Pada bulan Oktober, kami mendesak Presiden Biden untuk mengikuti jejak para pemimpin di masa lalu, seperti Presiden George W Bush yang mengunjungi masjid setelah peristiwa 9/11, yang menghasilkan penurunan nyata dalam serangan bias terhadap mereka yang dianggap Muslim. Namun, permintaan sederhana ini masih belum disetujui.

Meskipun presiden mengutuk pembunuhan brutal terhadap Wadea yang berusia enam tahun dan mengumumkan rencana untuk strategi nasional melawan Islamofobia, langkah-langkah ini tidak banyak membantu mengatasi akar penyebab lonjakan tersebut.

Jelas bahwa kita tidak akan melihat akhir dari kekerasan terhadap umat Islam di AS sampai kita melihat berakhirnya kekerasan terhadap warga Palestina di Gaza. Namun langkah penting untuk menyerukan gencatan senjata permanen di Gaza dan mengakui puluhan tahun pendudukan dan apartheid yang dihadapi oleh warga Palestina masih sulit dilakukan. Sebaliknya, Biden dalam beberapa hari terakhir telah memutuskan untuk menyetujui pengiriman senjata lagi ke Israel senilai miliaran dolar.

Penting untuk dicatat di sini bahwa data kami tidak memberikan gambaran keseluruhan. Kami hanya dapat melaporkan kejadian-kejadian tersebut yang disampaikan kepada CAIR, biasanya oleh umat Islam.
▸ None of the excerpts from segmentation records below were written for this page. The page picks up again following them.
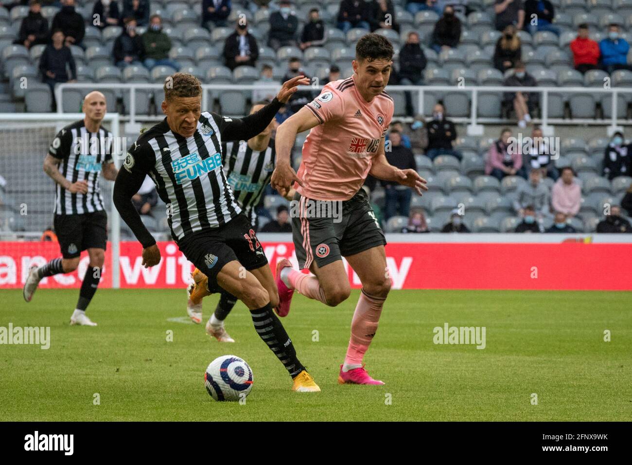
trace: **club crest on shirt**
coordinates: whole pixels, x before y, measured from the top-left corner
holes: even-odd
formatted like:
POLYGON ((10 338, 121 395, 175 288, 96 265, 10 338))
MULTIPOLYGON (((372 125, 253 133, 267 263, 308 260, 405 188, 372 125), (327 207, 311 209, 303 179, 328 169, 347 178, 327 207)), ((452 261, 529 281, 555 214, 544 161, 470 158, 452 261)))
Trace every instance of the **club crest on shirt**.
POLYGON ((205 137, 208 137, 209 135, 213 135, 213 128, 209 126, 209 125, 204 124, 200 127, 200 133, 204 135, 205 137))
POLYGON ((332 94, 331 92, 326 92, 322 95, 319 96, 317 98, 321 102, 326 103, 327 102, 329 102, 330 100, 334 98, 334 94, 332 94))
POLYGON ((204 256, 204 263, 206 264, 207 268, 213 268, 217 263, 217 257, 212 254, 207 254, 204 256))

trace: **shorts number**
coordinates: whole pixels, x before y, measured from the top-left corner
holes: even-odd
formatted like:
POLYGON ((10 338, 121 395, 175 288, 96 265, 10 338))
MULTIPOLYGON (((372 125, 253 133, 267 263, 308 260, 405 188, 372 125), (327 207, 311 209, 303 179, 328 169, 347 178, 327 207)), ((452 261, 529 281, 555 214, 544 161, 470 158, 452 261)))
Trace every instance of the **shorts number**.
POLYGON ((261 244, 259 244, 259 241, 257 239, 257 236, 255 235, 255 231, 253 230, 250 230, 249 232, 250 235, 248 237, 248 234, 244 234, 243 237, 246 238, 246 240, 248 241, 248 245, 250 246, 250 251, 252 252, 255 251, 255 249, 258 249, 261 247, 261 244), (252 239, 255 240, 255 245, 252 245, 252 239))

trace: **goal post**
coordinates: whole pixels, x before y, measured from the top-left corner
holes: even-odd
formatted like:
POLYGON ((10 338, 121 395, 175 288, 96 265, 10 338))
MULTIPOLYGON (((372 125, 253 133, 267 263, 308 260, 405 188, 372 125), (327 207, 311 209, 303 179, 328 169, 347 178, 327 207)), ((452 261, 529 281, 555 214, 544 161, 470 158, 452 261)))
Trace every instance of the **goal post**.
MULTIPOLYGON (((83 113, 0 113, 0 176, 4 180, 0 180, 0 240, 8 237, 37 240, 52 224, 53 181, 42 169, 44 158, 55 135, 84 116, 83 113)), ((106 113, 104 118, 104 126, 112 133, 111 152, 117 168, 127 151, 120 123, 118 113, 106 113)), ((109 213, 109 272, 112 287, 117 288, 120 286, 121 217, 112 200, 114 182, 102 177, 99 183, 109 213)))

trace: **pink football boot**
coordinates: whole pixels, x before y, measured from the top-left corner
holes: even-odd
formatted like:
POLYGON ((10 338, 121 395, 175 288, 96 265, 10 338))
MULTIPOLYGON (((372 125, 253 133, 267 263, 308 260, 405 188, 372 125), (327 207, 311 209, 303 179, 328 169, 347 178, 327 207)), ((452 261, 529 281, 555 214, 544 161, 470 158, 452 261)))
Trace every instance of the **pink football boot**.
POLYGON ((289 260, 284 258, 277 263, 276 269, 276 285, 279 290, 279 306, 274 309, 274 311, 279 316, 287 316, 289 313, 289 304, 292 301, 292 295, 294 294, 294 289, 290 289, 283 282, 281 278, 281 270, 286 266, 292 266, 289 260))
POLYGON ((371 384, 383 385, 384 382, 379 380, 374 380, 364 369, 364 365, 360 368, 354 368, 348 371, 343 371, 343 366, 340 366, 340 374, 338 375, 338 384, 371 384))

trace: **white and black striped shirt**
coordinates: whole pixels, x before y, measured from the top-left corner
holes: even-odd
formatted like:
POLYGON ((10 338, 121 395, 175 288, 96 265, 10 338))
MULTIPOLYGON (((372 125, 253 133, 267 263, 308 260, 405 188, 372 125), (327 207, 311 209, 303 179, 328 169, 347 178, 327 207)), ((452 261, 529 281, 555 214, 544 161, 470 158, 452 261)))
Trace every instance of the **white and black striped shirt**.
POLYGON ((222 144, 222 164, 234 197, 253 221, 254 208, 259 203, 265 185, 274 170, 274 140, 265 150, 251 149, 246 140, 222 144))
POLYGON ((104 209, 99 174, 104 163, 111 163, 112 133, 99 128, 89 132, 81 120, 66 126, 53 139, 48 154, 61 160, 59 171, 71 183, 86 180, 87 194, 71 194, 55 185, 56 214, 83 214, 104 209))
POLYGON ((263 131, 281 104, 274 99, 243 118, 203 112, 195 132, 173 132, 167 118, 143 133, 127 153, 114 183, 113 199, 121 218, 144 247, 155 243, 131 204, 131 197, 149 175, 169 208, 169 224, 176 240, 219 228, 241 211, 222 169, 222 142, 248 140, 263 131))

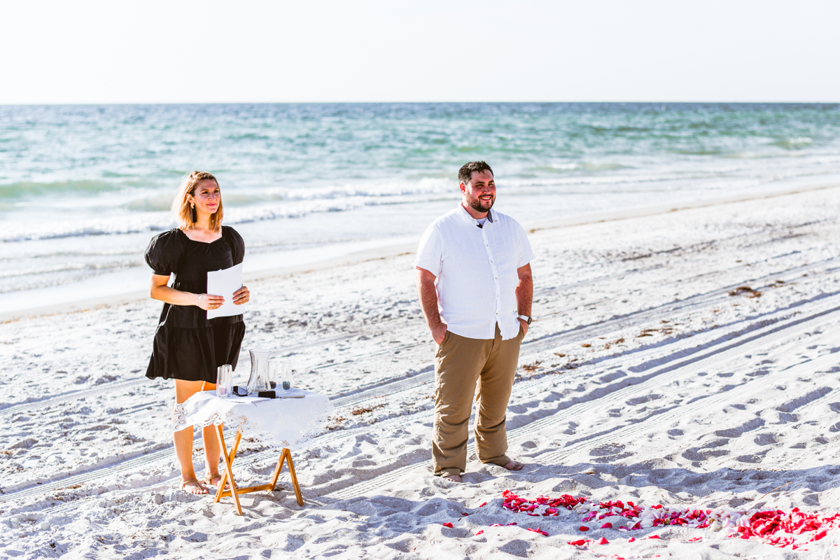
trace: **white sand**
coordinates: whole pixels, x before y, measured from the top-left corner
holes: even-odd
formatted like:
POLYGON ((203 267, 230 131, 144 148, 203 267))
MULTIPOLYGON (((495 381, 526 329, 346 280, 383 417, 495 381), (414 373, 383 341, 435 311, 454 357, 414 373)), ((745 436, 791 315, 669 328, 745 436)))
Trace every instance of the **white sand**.
MULTIPOLYGON (((244 348, 291 354, 339 414, 295 453, 306 505, 284 473, 242 497, 243 517, 177 489, 174 391, 143 375, 158 302, 0 324, 0 557, 840 557, 835 534, 806 552, 675 526, 628 543, 580 532, 574 512, 501 507, 509 489, 840 510, 838 211, 835 188, 533 233, 538 321, 508 414, 509 454, 528 464, 471 457, 461 484, 430 473, 412 254, 251 282, 244 348), (761 296, 729 295, 743 285, 761 296), (566 544, 584 536, 611 542, 566 544)), ((241 382, 247 368, 246 353, 241 382)), ((245 442, 234 468, 259 483, 276 460, 245 442)))

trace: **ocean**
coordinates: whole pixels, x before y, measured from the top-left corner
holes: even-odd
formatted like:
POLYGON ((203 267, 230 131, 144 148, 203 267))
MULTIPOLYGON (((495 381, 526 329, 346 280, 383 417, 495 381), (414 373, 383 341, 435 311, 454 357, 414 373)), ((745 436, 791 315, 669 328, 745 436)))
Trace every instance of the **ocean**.
POLYGON ((417 238, 475 160, 524 223, 840 182, 840 105, 0 106, 0 306, 144 287, 192 170, 265 268, 417 238))

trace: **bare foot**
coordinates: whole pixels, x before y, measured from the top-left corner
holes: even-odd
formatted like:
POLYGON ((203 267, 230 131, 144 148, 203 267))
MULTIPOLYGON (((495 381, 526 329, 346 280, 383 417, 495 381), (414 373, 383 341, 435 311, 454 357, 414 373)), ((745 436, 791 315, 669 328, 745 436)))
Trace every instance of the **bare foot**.
MULTIPOLYGON (((218 483, 222 482, 222 475, 219 474, 218 473, 216 473, 215 474, 207 474, 207 478, 204 479, 203 482, 207 486, 213 486, 213 488, 218 488, 218 483)), ((225 483, 224 483, 224 489, 226 489, 226 490, 229 490, 230 489, 230 483, 229 482, 225 481, 225 483)))
POLYGON ((207 489, 201 485, 201 484, 195 479, 189 479, 188 480, 181 481, 181 488, 185 492, 189 492, 190 494, 207 494, 207 489))

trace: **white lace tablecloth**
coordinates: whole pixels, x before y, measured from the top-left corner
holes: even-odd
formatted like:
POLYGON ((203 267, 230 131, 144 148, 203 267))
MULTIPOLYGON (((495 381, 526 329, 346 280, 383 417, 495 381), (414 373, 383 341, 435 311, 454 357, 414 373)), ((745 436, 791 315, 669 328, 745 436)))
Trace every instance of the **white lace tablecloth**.
POLYGON ((269 445, 301 449, 317 436, 334 407, 323 395, 303 391, 302 399, 270 399, 237 403, 216 396, 215 390, 199 391, 172 414, 172 432, 190 426, 204 427, 223 422, 238 427, 243 436, 269 445))

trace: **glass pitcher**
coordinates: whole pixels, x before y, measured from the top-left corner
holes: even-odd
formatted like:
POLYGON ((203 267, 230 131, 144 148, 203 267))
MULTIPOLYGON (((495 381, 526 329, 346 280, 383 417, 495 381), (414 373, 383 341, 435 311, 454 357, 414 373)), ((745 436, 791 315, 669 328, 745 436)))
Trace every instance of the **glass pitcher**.
POLYGON ((249 350, 251 354, 251 376, 248 379, 248 394, 267 391, 270 389, 268 376, 269 350, 249 350))

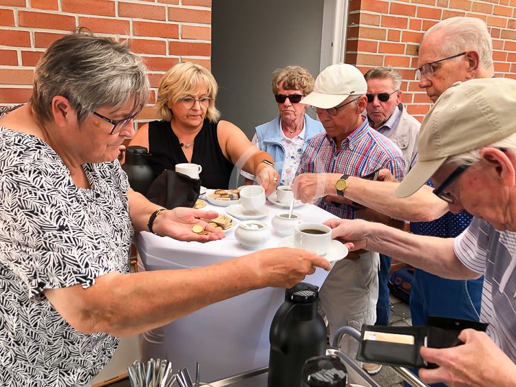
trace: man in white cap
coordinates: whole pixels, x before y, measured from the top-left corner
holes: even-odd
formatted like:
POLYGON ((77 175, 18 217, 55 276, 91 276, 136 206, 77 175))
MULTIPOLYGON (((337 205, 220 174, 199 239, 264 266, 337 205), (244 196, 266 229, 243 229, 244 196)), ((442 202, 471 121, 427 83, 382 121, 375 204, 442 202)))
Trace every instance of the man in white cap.
POLYGON ((333 236, 352 248, 391 255, 436 275, 484 275, 481 321, 451 349, 422 348, 437 369, 420 370, 427 383, 516 386, 516 80, 474 79, 447 90, 424 118, 419 159, 396 191, 405 197, 431 177, 450 210, 475 217, 459 236, 414 235, 363 221, 332 220, 333 236))
MULTIPOLYGON (((315 108, 326 133, 312 138, 303 154, 292 184, 297 197, 316 190, 327 173, 339 174, 333 188, 333 193, 339 195, 350 175, 365 176, 387 168, 397 179, 402 179, 401 151, 371 128, 362 115, 367 103, 367 91, 362 73, 351 65, 339 63, 325 69, 315 80, 314 91, 301 100, 315 108)), ((356 215, 347 204, 320 200, 317 205, 341 218, 354 219, 356 215)), ((378 265, 378 254, 366 251, 352 253, 336 263, 320 292, 332 335, 343 325, 359 329, 363 324, 374 323, 378 265)), ((344 345, 350 353, 357 346, 354 341, 344 345)))

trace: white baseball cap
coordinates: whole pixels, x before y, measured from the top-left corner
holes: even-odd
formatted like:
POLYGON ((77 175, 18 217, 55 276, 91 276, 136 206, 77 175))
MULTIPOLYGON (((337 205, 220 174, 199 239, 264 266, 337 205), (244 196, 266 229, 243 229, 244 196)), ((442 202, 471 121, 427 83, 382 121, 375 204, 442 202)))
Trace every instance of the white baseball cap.
POLYGON ((332 65, 317 76, 314 91, 300 102, 321 109, 334 107, 350 96, 367 92, 367 82, 360 70, 346 63, 332 65))

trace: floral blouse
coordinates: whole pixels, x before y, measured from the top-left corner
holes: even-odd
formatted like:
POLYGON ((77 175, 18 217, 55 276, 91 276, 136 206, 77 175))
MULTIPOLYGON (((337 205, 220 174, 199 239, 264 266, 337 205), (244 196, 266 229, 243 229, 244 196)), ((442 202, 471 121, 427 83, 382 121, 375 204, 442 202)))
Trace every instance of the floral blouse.
POLYGON ((91 189, 43 140, 0 127, 0 386, 86 384, 116 349, 115 337, 74 329, 43 294, 129 272, 127 176, 116 160, 83 167, 91 189))

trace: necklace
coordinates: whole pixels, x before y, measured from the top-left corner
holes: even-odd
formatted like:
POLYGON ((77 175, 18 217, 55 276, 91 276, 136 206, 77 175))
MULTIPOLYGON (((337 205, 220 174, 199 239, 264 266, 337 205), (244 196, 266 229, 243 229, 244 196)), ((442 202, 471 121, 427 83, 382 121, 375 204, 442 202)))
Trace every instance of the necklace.
POLYGON ((189 143, 187 143, 187 144, 184 144, 184 142, 180 142, 180 143, 179 143, 179 144, 180 144, 180 145, 181 146, 181 147, 182 147, 182 148, 183 146, 184 146, 184 148, 185 148, 185 149, 188 149, 188 148, 190 148, 190 147, 191 147, 191 146, 192 145, 193 145, 193 142, 189 142, 189 143))

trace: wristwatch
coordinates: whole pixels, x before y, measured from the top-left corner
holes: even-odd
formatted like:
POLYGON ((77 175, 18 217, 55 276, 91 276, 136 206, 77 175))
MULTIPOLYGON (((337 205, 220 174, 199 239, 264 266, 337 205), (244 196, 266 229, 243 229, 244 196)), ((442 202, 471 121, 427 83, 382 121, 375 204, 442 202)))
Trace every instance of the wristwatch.
POLYGON ((344 191, 347 188, 347 178, 349 175, 343 175, 341 178, 335 182, 335 189, 338 196, 344 196, 344 191))

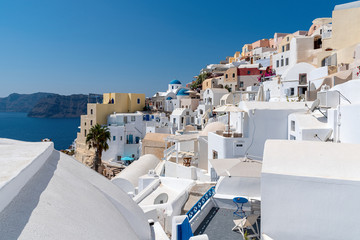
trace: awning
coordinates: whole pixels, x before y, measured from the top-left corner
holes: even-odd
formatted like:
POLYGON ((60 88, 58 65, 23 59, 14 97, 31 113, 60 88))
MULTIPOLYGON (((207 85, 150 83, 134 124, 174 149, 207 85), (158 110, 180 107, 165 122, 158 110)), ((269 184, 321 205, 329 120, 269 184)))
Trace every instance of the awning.
POLYGON ((123 157, 123 158, 121 158, 121 161, 134 161, 134 158, 131 158, 131 157, 123 157))

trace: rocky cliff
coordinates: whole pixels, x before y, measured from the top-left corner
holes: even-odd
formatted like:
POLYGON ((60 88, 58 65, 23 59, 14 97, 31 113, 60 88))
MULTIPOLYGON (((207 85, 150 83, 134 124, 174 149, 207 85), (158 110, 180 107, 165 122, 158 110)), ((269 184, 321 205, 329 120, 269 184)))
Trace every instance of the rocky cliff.
POLYGON ((86 114, 88 95, 63 96, 54 93, 13 93, 0 98, 0 112, 27 112, 29 117, 71 118, 86 114))
POLYGON ((0 98, 0 112, 29 112, 40 99, 53 96, 53 93, 12 93, 7 97, 0 98))
POLYGON ((88 96, 74 94, 70 96, 53 95, 42 98, 29 111, 29 117, 72 118, 86 114, 88 96))

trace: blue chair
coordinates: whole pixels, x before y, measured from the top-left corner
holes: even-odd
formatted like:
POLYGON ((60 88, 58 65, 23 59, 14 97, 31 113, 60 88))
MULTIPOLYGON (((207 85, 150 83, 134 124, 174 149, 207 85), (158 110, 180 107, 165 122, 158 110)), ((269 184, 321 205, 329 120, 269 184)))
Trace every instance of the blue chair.
POLYGON ((241 218, 246 217, 245 211, 242 208, 244 206, 244 203, 247 203, 248 201, 249 200, 247 198, 244 198, 244 197, 235 197, 235 198, 233 198, 233 202, 235 203, 236 208, 237 208, 233 214, 238 216, 238 217, 241 217, 241 218))

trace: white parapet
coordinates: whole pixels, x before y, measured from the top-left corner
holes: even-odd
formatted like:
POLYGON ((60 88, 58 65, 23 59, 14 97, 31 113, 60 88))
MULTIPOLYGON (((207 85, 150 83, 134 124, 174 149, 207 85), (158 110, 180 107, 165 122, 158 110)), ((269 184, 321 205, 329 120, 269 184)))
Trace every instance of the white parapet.
POLYGON ((52 142, 0 139, 0 212, 39 171, 53 151, 52 142))

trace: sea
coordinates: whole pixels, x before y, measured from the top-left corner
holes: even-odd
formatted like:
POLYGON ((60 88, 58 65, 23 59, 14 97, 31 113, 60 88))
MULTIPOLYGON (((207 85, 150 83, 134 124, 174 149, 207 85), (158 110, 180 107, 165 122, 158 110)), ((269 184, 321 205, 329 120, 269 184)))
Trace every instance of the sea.
POLYGON ((64 150, 76 138, 79 118, 30 118, 27 113, 0 112, 0 138, 40 142, 49 138, 55 149, 64 150))

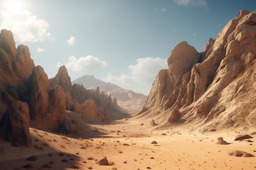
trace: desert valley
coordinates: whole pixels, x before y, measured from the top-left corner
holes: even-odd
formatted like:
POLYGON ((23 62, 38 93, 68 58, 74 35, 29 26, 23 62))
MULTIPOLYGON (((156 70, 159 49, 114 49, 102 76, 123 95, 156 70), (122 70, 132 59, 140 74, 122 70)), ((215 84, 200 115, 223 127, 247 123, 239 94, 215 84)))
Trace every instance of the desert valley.
POLYGON ((0 169, 256 170, 256 11, 241 10, 203 51, 177 44, 126 104, 65 66, 49 79, 2 30, 0 169))

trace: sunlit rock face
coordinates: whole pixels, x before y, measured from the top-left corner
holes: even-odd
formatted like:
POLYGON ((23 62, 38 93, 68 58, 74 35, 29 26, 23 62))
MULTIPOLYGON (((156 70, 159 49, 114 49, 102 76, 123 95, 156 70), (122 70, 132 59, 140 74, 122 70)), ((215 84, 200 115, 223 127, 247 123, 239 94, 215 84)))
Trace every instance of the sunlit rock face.
POLYGON ((185 42, 177 44, 138 115, 155 117, 160 126, 203 131, 216 124, 255 127, 256 14, 241 11, 202 52, 185 42))
MULTIPOLYGON (((83 86, 72 85, 65 66, 60 67, 55 77, 49 80, 42 67, 35 66, 28 47, 20 45, 16 49, 12 33, 5 29, 0 34, 0 117, 6 115, 2 125, 13 122, 12 116, 7 115, 25 112, 28 115, 26 118, 27 127, 30 122, 43 129, 72 133, 77 127, 66 110, 82 113, 86 120, 105 123, 110 120, 110 114, 117 112, 116 101, 113 103, 111 96, 100 93, 99 88, 88 90, 83 86), (27 108, 20 110, 21 106, 13 106, 18 102, 20 103, 17 106, 25 105, 27 108), (11 111, 7 112, 7 109, 11 111)), ((24 121, 18 120, 17 124, 24 121)), ((14 141, 11 139, 7 139, 14 141)), ((29 146, 28 140, 27 144, 24 140, 19 142, 29 146)))

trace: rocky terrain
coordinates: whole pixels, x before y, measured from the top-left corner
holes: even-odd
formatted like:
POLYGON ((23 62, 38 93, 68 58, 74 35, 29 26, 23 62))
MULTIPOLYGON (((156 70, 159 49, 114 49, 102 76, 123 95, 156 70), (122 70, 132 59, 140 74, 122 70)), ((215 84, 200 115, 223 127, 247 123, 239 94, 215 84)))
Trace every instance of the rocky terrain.
POLYGON ((186 42, 177 44, 138 115, 159 128, 255 128, 256 14, 241 11, 202 52, 186 42))
POLYGON ((49 80, 2 30, 0 169, 256 169, 256 14, 241 11, 201 53, 178 44, 130 117, 64 66, 49 80))
POLYGON ((0 56, 3 139, 29 146, 29 126, 76 133, 81 132, 79 121, 72 118, 75 115, 80 121, 98 123, 122 116, 111 95, 100 93, 99 88, 87 90, 82 85, 72 85, 64 66, 49 80, 43 68, 35 66, 27 46, 20 45, 16 49, 11 31, 1 31, 0 56), (67 110, 73 112, 67 114, 67 110), (18 133, 22 134, 20 139, 17 139, 18 133))
POLYGON ((137 111, 140 109, 147 99, 147 96, 137 93, 130 90, 123 88, 116 84, 107 83, 95 79, 93 75, 84 75, 72 82, 72 84, 83 84, 87 89, 96 90, 99 87, 100 91, 115 98, 118 106, 127 112, 137 111))

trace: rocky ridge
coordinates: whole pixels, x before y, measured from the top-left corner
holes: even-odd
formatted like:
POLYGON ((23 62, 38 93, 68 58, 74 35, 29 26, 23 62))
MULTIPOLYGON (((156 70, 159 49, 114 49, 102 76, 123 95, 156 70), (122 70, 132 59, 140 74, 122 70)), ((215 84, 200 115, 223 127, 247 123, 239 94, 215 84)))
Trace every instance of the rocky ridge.
POLYGON ((121 88, 112 83, 107 83, 95 79, 93 75, 84 75, 72 83, 83 84, 88 89, 96 90, 98 87, 99 87, 101 93, 103 92, 108 95, 111 95, 112 100, 115 98, 118 105, 126 109, 126 112, 140 109, 147 99, 147 96, 142 94, 121 88))
POLYGON ((157 120, 158 128, 255 127, 256 14, 241 11, 202 52, 177 44, 138 115, 157 120))

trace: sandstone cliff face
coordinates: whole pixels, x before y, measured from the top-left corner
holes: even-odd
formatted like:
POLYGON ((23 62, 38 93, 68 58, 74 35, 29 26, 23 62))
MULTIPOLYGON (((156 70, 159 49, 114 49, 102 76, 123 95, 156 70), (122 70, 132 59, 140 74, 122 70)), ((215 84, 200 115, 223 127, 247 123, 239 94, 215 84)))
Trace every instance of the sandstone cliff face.
POLYGON ((27 104, 18 100, 14 101, 0 123, 0 137, 12 143, 32 147, 29 120, 27 104))
POLYGON ((30 146, 27 134, 30 121, 45 130, 76 131, 76 121, 66 110, 82 113, 85 120, 105 122, 110 120, 109 113, 115 112, 111 96, 100 93, 99 89, 88 91, 82 86, 72 86, 64 66, 49 80, 43 68, 35 66, 28 48, 20 45, 16 49, 12 33, 6 30, 0 34, 0 137, 12 142, 30 146), (20 127, 17 131, 25 135, 19 140, 12 128, 20 127))
POLYGON ((241 11, 202 53, 178 44, 138 114, 204 130, 256 126, 256 14, 241 11))

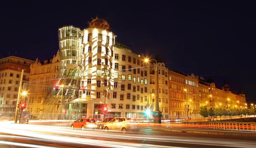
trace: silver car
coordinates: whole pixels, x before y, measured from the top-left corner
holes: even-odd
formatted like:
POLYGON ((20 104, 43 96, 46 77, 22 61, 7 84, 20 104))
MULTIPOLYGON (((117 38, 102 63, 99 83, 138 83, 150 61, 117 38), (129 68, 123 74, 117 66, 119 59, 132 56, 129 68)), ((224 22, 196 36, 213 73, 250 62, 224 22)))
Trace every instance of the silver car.
POLYGON ((104 125, 104 129, 107 131, 108 130, 121 131, 125 134, 127 130, 140 130, 140 127, 138 123, 129 122, 127 119, 122 117, 114 118, 104 125))

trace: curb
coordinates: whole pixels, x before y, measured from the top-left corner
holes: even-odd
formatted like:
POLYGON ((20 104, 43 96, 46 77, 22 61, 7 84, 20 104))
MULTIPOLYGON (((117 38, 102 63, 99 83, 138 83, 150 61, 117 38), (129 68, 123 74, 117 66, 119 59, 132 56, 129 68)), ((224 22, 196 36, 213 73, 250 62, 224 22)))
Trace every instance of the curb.
POLYGON ((178 132, 178 133, 192 133, 192 134, 205 134, 209 135, 227 135, 227 136, 244 136, 244 137, 256 137, 256 133, 250 134, 245 134, 245 133, 226 133, 222 131, 216 131, 216 132, 207 132, 207 131, 195 131, 192 130, 172 130, 168 129, 163 129, 163 128, 150 128, 151 129, 163 131, 170 131, 173 132, 178 132))

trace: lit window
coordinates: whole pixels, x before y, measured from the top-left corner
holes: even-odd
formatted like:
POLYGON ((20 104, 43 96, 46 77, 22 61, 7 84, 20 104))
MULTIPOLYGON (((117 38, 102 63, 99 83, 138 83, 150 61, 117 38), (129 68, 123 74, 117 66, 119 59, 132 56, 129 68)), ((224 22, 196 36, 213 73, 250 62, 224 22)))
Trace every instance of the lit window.
POLYGON ((125 75, 122 75, 122 81, 125 81, 125 75))
POLYGON ((101 76, 101 70, 97 69, 97 76, 101 76))

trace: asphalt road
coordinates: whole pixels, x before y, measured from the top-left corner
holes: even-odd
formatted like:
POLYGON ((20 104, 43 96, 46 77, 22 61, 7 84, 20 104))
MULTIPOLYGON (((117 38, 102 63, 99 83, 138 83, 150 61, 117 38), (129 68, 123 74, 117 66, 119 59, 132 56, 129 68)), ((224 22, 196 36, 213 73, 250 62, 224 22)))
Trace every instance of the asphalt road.
MULTIPOLYGON (((1 127, 0 132, 3 133, 0 135, 2 142, 0 143, 5 142, 5 147, 3 147, 7 148, 14 143, 32 145, 32 145, 30 147, 36 148, 44 145, 47 147, 44 148, 251 148, 256 144, 255 138, 253 137, 170 132, 149 129, 141 129, 139 132, 129 131, 124 134, 116 131, 106 132, 97 129, 71 130, 69 126, 57 125, 68 125, 68 123, 52 123, 57 125, 53 126, 50 126, 49 123, 40 124, 47 126, 38 125, 38 123, 11 124, 1 127)), ((13 145, 12 147, 22 147, 13 145)))

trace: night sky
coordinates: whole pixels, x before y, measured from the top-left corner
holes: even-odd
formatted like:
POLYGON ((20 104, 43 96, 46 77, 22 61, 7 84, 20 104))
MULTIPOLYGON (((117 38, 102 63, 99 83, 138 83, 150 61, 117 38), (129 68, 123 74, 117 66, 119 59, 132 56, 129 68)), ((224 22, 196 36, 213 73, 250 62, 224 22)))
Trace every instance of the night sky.
POLYGON ((247 102, 256 103, 254 3, 56 1, 1 3, 1 58, 15 51, 34 60, 52 57, 58 49, 59 27, 84 29, 98 15, 108 18, 116 40, 134 52, 154 58, 158 51, 170 69, 206 80, 211 76, 218 88, 226 80, 232 91, 241 87, 247 102))

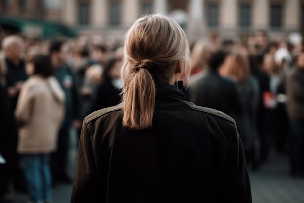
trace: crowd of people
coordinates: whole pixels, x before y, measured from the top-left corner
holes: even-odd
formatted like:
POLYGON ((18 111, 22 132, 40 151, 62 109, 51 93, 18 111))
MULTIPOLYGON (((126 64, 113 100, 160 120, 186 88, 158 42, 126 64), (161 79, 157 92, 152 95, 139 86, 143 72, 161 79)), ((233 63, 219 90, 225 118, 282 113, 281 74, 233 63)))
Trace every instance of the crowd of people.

Kami menduga masih banyak lagi kelompok yang mengadvokasi kemanusiaan Palestina – sebuah koalisi yang mencakup umat Kristen, Yahudi, Arab, Asia-Amerika, Afrika-Amerika, dan lainnya – menghadapi kejahatan rasial dan tindakan bias lainnya dalam skala yang berbahaya.

Retorika Presiden Biden mungkin telah membaik dari dukungan awalnya yang tegas terhadap Israel, namun senjata terus mengalir ke Israel. Dia belum meningkatkan intervensinya terhadap bias Islamofobia dalam negeri. Tanpa tindakan yang berarti, lonjakan Islamofobia yang terjadi baru-baru ini akan terus berlanjut, sehingga memberikan bayangan gelap pada klaim Biden dalam memperjuangkan keadilan dan kesetaraan.

Pandangan yang diungkapkan dalam artikel ini adalah milik penulis dan tidak mencerminkan sikap editorial Al Jazeera.